Ces exposés ont été suivis de témoignages confessionnels ou culturels (un pasteur prostant : Guy Bottinelli, un chef d'entreprise, Michel Rebatel, un syndicaliste, Jacques Leblanc, CGT). Les conclusions ont été tirées par Bernard Husson, Directeur du centre international d'études pour le développement local.
Je voudrais ici esquisser, à grands traits, une synthèse en cinq points.
1. L'inquiétude a changé de nature. On a un peu moins peur du nombre des immigrants, mais on a maintenant peur du vieillissement dû à l'allongement de l'espérance de vie et surtout à la baisse de la natalité. Regarder le nombre des décès donne une vision du passé. Regarder le nombre des naissances offre une perspective de l'avenir. Le sud vit en même temps le passage à la modernité et le retournement démographique qui a déjà été vécu dans le nord avec ses problèmes : la mortalité infantile; l'éducation des filles, la promotion de la femme, la mise en place d'une protection sociale. Dans les pays très pauvres, la natalité se maintient, dans les pays qui ont amorcé leur développement, la natalité reste élevée, mais commence à baisser. La population mondiale pourrait se stabiliser autour de 9 milliards d'habitants en 2050, quelles seront les parts de la France et de l'Europe sur ce total? Question majeure !2. La démographie devient une science plus exacteLes indicateurs sont maintenant fiables (même si nous n'avons pas encore suffisamment de certitudes); trois facteurs permettent de déterminer l'avenir d'une population : l'indicateur de fécondité, l'âge de la femme au moment de la procréation, le solde des migrations.

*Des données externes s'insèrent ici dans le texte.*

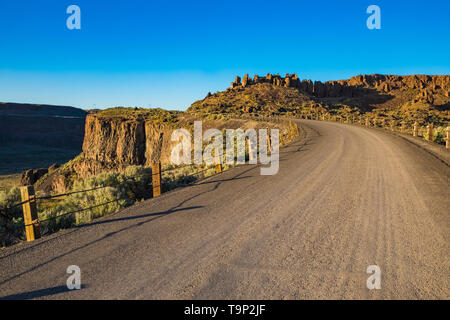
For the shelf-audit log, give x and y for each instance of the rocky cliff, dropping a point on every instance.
(117, 138)
(273, 94)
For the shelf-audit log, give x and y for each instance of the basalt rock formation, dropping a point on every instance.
(426, 84)
(274, 94)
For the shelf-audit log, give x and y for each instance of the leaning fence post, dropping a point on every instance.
(269, 144)
(156, 179)
(430, 132)
(218, 163)
(416, 129)
(447, 140)
(30, 216)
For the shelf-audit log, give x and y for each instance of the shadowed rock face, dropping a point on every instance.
(116, 143)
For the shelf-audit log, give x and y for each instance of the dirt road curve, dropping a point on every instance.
(345, 198)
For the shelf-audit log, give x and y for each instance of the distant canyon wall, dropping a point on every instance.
(50, 126)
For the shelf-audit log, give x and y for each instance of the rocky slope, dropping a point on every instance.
(120, 137)
(385, 95)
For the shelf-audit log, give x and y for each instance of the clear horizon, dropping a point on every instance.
(168, 55)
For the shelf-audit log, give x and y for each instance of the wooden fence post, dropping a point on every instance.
(218, 164)
(447, 140)
(430, 132)
(269, 143)
(416, 129)
(30, 216)
(156, 179)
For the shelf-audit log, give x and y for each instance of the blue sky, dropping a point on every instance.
(170, 53)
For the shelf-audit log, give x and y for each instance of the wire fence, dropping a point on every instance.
(41, 223)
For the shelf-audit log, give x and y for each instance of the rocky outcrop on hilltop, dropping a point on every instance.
(274, 94)
(426, 84)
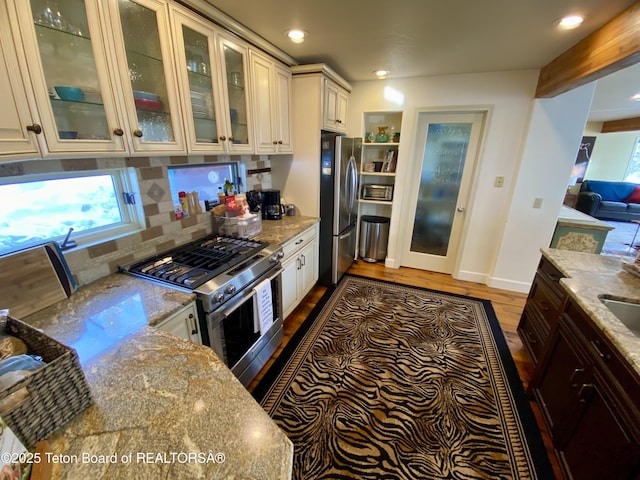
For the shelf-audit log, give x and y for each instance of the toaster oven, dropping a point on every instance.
(377, 192)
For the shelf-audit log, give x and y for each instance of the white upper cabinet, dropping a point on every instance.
(336, 102)
(238, 133)
(17, 137)
(272, 106)
(212, 72)
(66, 65)
(146, 74)
(130, 77)
(198, 76)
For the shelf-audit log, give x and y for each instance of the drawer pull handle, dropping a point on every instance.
(594, 344)
(585, 390)
(575, 373)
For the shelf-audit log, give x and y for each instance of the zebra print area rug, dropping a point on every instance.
(397, 382)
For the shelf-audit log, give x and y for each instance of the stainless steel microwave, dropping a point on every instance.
(377, 192)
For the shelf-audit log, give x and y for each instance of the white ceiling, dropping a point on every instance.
(437, 37)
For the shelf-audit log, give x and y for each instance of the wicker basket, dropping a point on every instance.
(57, 392)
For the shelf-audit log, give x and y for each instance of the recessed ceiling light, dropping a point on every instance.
(570, 21)
(296, 36)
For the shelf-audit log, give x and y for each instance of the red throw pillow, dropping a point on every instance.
(635, 196)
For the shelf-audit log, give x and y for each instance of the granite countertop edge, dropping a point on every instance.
(588, 277)
(165, 409)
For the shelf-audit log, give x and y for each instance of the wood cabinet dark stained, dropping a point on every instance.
(588, 393)
(541, 310)
(594, 422)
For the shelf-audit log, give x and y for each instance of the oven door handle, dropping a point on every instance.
(227, 313)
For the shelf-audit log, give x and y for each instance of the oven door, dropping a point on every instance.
(233, 334)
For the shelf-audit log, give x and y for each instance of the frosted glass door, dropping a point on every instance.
(446, 148)
(443, 160)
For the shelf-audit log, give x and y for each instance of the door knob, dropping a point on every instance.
(35, 128)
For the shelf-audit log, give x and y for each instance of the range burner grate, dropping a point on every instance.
(193, 264)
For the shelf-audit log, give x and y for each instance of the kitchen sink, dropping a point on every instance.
(627, 312)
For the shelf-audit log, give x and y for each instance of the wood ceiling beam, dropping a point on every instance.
(623, 125)
(616, 45)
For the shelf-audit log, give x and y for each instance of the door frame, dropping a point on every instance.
(412, 157)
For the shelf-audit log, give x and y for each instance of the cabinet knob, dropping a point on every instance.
(35, 128)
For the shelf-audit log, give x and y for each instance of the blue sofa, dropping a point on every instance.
(606, 200)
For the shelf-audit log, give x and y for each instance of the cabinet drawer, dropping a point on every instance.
(606, 356)
(300, 241)
(545, 300)
(552, 275)
(530, 334)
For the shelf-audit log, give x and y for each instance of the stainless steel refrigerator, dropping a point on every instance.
(340, 164)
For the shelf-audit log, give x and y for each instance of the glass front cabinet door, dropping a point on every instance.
(67, 65)
(146, 73)
(198, 73)
(238, 133)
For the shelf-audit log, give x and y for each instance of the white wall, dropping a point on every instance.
(508, 97)
(611, 154)
(549, 153)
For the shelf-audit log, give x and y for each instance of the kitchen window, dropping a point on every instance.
(97, 205)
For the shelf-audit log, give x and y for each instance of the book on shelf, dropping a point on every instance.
(390, 161)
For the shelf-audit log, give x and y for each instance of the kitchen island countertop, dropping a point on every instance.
(589, 277)
(163, 407)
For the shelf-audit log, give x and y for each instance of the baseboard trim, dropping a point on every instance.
(506, 284)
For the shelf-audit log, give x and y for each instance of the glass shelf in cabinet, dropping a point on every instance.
(69, 31)
(199, 75)
(136, 53)
(153, 113)
(58, 102)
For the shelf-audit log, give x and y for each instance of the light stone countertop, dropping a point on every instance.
(570, 217)
(157, 397)
(279, 231)
(590, 276)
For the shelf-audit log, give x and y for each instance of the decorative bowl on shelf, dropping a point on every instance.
(382, 136)
(145, 95)
(71, 94)
(149, 105)
(67, 135)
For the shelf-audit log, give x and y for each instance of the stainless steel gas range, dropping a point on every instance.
(226, 273)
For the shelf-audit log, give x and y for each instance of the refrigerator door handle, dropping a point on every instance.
(352, 182)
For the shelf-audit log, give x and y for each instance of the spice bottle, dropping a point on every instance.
(184, 205)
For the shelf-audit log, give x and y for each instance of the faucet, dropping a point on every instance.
(66, 243)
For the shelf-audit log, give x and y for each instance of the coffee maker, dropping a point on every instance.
(271, 207)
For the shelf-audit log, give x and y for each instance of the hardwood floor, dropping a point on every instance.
(507, 305)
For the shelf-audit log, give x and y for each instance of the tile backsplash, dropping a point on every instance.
(163, 231)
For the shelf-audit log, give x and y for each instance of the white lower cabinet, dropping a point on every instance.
(183, 324)
(300, 268)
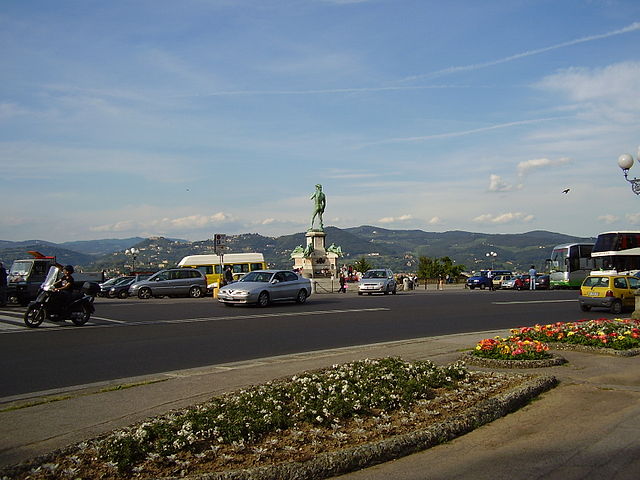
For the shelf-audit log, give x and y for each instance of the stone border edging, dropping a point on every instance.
(351, 459)
(471, 359)
(576, 347)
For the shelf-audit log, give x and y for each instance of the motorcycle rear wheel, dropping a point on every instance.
(80, 318)
(34, 316)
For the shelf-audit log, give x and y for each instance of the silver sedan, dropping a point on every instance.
(262, 287)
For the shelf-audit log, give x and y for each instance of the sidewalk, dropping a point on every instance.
(587, 427)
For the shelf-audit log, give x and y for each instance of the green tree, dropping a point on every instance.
(362, 265)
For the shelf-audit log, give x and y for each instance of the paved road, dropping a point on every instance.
(131, 337)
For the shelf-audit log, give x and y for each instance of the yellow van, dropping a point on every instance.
(210, 266)
(614, 292)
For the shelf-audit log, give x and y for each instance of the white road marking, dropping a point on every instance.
(534, 301)
(120, 323)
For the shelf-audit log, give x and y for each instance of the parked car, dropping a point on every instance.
(262, 287)
(171, 281)
(121, 288)
(542, 282)
(614, 292)
(522, 282)
(106, 286)
(498, 279)
(378, 280)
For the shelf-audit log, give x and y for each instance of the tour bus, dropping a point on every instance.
(570, 264)
(209, 265)
(617, 252)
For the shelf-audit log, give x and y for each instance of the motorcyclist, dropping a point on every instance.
(63, 287)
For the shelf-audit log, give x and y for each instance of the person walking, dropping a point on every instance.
(343, 283)
(532, 278)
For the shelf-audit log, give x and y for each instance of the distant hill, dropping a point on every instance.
(102, 247)
(396, 249)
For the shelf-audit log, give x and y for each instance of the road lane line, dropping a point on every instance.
(119, 323)
(516, 302)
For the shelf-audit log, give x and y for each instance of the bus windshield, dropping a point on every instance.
(559, 259)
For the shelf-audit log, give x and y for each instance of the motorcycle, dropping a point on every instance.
(78, 308)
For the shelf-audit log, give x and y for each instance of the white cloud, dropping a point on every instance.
(503, 218)
(477, 66)
(617, 83)
(166, 224)
(633, 218)
(496, 184)
(608, 219)
(527, 166)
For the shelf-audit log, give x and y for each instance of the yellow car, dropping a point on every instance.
(614, 292)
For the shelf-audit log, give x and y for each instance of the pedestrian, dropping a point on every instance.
(532, 278)
(228, 275)
(3, 285)
(343, 283)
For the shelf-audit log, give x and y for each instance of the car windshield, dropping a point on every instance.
(261, 277)
(20, 268)
(597, 282)
(375, 274)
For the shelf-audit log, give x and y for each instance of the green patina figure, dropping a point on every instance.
(320, 202)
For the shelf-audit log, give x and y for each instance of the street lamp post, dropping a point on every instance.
(492, 255)
(625, 162)
(134, 253)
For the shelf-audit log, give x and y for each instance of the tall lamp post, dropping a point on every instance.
(492, 255)
(134, 253)
(625, 162)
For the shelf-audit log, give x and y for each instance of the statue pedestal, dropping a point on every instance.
(315, 261)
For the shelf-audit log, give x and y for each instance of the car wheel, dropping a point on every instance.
(263, 299)
(616, 307)
(302, 296)
(144, 293)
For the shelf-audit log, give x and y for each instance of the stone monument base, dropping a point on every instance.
(314, 261)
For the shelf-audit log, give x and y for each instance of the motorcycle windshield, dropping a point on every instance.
(52, 276)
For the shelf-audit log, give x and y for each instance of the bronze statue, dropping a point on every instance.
(320, 202)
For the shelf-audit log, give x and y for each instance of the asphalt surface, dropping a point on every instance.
(585, 428)
(135, 337)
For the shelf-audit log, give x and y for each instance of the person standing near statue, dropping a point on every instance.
(320, 202)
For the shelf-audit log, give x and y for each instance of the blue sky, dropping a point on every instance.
(194, 117)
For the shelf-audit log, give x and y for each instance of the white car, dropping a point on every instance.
(262, 287)
(378, 280)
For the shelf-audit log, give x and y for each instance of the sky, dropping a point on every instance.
(194, 117)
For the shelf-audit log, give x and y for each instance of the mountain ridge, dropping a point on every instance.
(396, 249)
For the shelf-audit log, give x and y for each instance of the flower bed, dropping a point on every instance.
(396, 408)
(617, 334)
(511, 352)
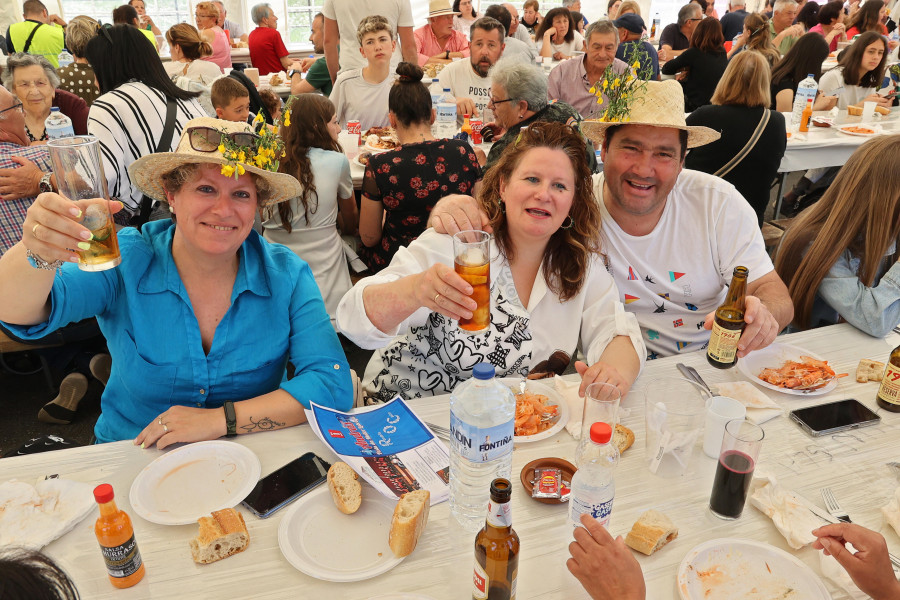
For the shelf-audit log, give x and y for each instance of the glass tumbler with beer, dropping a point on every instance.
(79, 177)
(737, 460)
(472, 261)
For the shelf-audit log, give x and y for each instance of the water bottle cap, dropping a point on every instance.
(483, 371)
(601, 433)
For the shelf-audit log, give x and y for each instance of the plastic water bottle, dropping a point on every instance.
(482, 414)
(58, 125)
(65, 59)
(446, 128)
(806, 89)
(593, 488)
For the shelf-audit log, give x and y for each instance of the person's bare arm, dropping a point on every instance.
(332, 37)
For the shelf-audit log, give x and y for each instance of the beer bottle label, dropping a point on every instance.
(122, 561)
(499, 514)
(723, 343)
(890, 385)
(480, 583)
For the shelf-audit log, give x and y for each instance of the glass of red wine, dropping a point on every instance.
(737, 459)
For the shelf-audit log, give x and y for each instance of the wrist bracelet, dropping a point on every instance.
(39, 263)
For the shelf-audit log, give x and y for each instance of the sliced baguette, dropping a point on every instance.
(623, 438)
(346, 491)
(651, 531)
(408, 523)
(220, 536)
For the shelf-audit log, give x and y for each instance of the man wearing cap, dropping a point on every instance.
(572, 79)
(437, 41)
(671, 236)
(631, 28)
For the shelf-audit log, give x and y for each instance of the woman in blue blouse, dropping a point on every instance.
(202, 315)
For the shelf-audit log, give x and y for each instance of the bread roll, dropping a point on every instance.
(652, 531)
(623, 438)
(221, 535)
(408, 523)
(346, 491)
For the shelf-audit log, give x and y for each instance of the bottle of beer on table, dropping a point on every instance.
(729, 323)
(497, 548)
(888, 396)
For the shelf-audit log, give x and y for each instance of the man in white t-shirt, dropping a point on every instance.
(362, 94)
(342, 17)
(672, 237)
(469, 79)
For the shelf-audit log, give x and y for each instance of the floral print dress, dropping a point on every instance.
(408, 181)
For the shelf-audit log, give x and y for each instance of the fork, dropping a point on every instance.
(833, 506)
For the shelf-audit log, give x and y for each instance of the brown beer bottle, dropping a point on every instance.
(888, 396)
(729, 323)
(497, 548)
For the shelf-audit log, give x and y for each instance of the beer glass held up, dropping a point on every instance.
(472, 261)
(79, 177)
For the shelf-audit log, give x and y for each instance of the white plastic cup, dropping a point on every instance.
(719, 410)
(868, 111)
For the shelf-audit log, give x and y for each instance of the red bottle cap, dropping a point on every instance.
(103, 493)
(601, 432)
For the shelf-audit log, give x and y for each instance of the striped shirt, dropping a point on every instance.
(12, 212)
(129, 121)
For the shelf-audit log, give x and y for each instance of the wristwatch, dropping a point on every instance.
(45, 185)
(230, 419)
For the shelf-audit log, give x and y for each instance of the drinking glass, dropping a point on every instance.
(79, 176)
(472, 261)
(737, 460)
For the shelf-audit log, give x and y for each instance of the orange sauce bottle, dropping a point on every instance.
(116, 536)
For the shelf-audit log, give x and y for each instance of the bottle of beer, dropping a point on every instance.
(497, 548)
(888, 396)
(729, 323)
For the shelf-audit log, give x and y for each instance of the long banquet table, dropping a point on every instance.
(441, 566)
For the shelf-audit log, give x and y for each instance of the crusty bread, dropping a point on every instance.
(346, 491)
(623, 438)
(221, 535)
(869, 370)
(651, 531)
(408, 523)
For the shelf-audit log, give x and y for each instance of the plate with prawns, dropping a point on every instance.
(540, 411)
(790, 370)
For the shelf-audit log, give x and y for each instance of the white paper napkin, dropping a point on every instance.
(792, 519)
(760, 408)
(34, 516)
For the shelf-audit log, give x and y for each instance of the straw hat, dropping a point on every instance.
(439, 8)
(660, 104)
(147, 171)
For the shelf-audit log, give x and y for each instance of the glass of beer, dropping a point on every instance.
(737, 460)
(472, 261)
(79, 176)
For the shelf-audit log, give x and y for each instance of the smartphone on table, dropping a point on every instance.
(833, 417)
(284, 485)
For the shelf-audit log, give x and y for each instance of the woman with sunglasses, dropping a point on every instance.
(518, 99)
(202, 315)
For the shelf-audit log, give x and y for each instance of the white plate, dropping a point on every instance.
(189, 482)
(315, 537)
(733, 569)
(875, 130)
(536, 387)
(773, 356)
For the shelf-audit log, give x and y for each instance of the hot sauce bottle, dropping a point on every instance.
(888, 396)
(729, 323)
(116, 536)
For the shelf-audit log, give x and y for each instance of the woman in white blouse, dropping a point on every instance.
(549, 286)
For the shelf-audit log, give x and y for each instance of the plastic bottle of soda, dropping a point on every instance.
(593, 488)
(58, 125)
(116, 536)
(482, 413)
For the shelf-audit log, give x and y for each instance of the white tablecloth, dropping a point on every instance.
(441, 566)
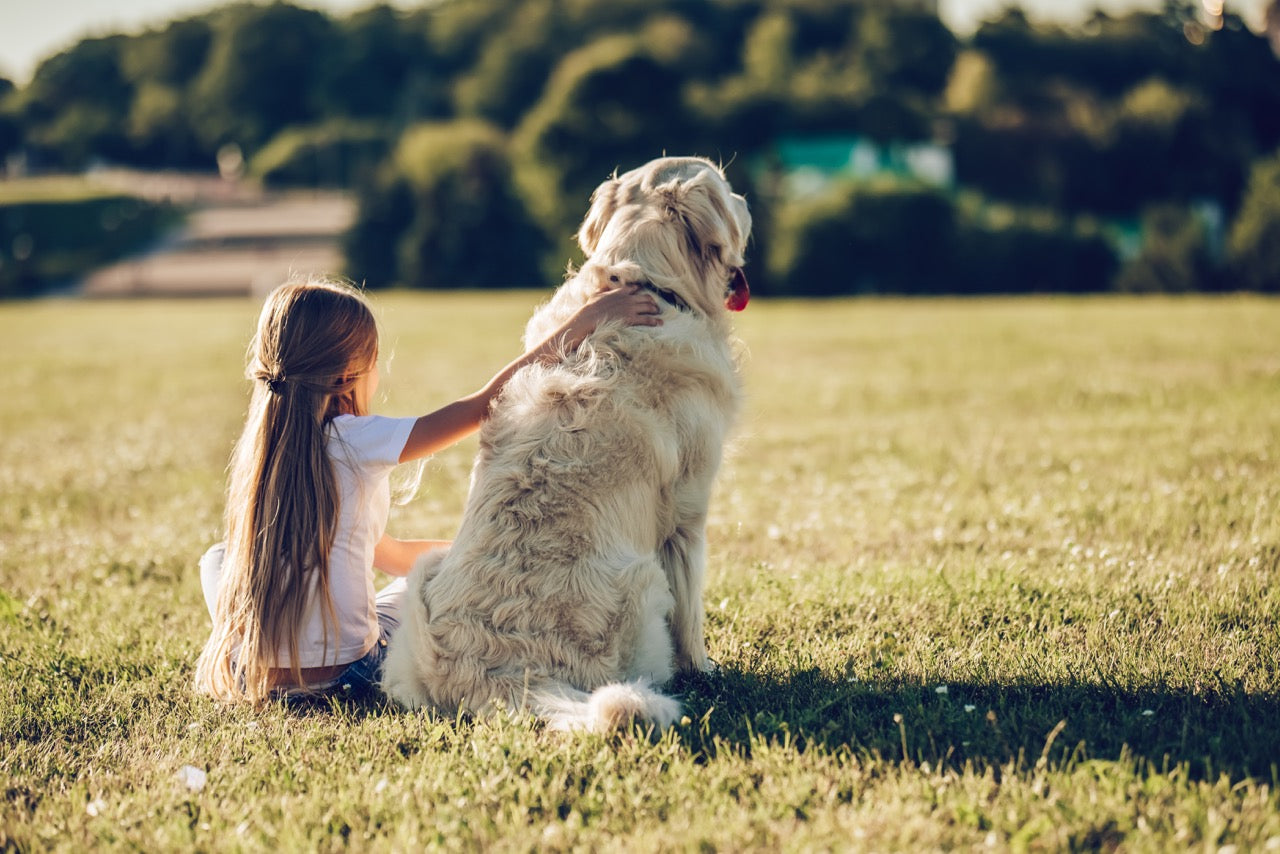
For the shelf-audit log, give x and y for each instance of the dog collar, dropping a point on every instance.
(670, 297)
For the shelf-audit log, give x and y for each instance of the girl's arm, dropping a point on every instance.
(396, 557)
(462, 418)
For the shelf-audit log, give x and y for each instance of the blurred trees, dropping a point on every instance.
(1255, 243)
(444, 213)
(1143, 120)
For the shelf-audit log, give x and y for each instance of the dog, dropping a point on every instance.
(574, 585)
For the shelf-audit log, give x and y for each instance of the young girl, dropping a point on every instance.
(291, 592)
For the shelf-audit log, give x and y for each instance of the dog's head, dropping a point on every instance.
(680, 222)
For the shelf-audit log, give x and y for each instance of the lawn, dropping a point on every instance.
(983, 574)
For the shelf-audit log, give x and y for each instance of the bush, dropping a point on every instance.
(336, 154)
(1175, 255)
(1255, 241)
(1022, 251)
(908, 240)
(444, 213)
(864, 240)
(48, 242)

L'histoire des populations se présente comme suit : au niveau mondial au terme d'une longue période de lutte pour l'existence caractérisée par une population peu nombreuse, une extraordinaire et très rapide croissance comportant une phase d'accélération suivie d'une décélération accompagnée d'une détérioration de la pyramide des âges, détérioration qui devrait avoir des conséquences catastrophiques.
On ne veut plus vivre au pays.
Le besoin d'une analyse démographique régionalisée accompagnée d'une étude des migrations (proches ou lointaines) se fait sentir, en d'autres termes, la prise en compte d'une dimension spatiale est nécessaire. On ne s'enracine plus on cherche à s'implanter ailleurs. La demande des pays d'accueil (des personnes qualifiées)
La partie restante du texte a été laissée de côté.